Performance Metrics
PLX Technology, Inc.
8.5
Latency
8.5.1
Queuing Effect
In switches with large internal buffers, the latency increases once internal queuing is developed. The
packet at the end of an egress VC&T queue does not transmit until all packets in front of it are
transmitted. Assume the egress RAM of a x4 port is packed with packets of the same VC&T, draining
the entire egress RAM takes 2,560 clocks (512 beats x 20B per beat / 4B/clock). Worst-case packet
latency can be as long as 10 µs.
To overcome the queuing effect, attempt the following:
• Avoid creating hot spots. In particular, ensure that the upstream port width in a host-centric
application matches the sum width of all active downstream ports. Otherwise, the upstream port
can easily become a hot spot when all downstream ports are attempting to transmit packets to it.
• Program a small Egress queue packet upper and lower limit, to avoid packet accumulation in an
egress port. Section 8.3.2.4 describes how to program these thresholds. Lower latency is achieved
at the cost of reducing the PEX 8532’s capability to buffer transient congestion.
• Reduce traffic load.
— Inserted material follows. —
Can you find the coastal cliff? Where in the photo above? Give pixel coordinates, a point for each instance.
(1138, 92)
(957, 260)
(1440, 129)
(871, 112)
Lighter traffic is less likely to experience congestion and can drain relatively
faster, as the egress links can drain at the full link rate.
8.5.2
Time Division Multiplex Effect
As previously illustrated, the PEX 8532 source station employs port-to-station aggregation, and the
destination station employs station-to-port de-aggregation. Time Division Multiplex (TDM) controls
aggregation and de-aggregation. Usually, waiting for a proper TDM slot to process packet coming from
or going to a particular port increases the latency. The wider the port, the more TDM slots that port
owns; therefore, the less latency contributed by TDM.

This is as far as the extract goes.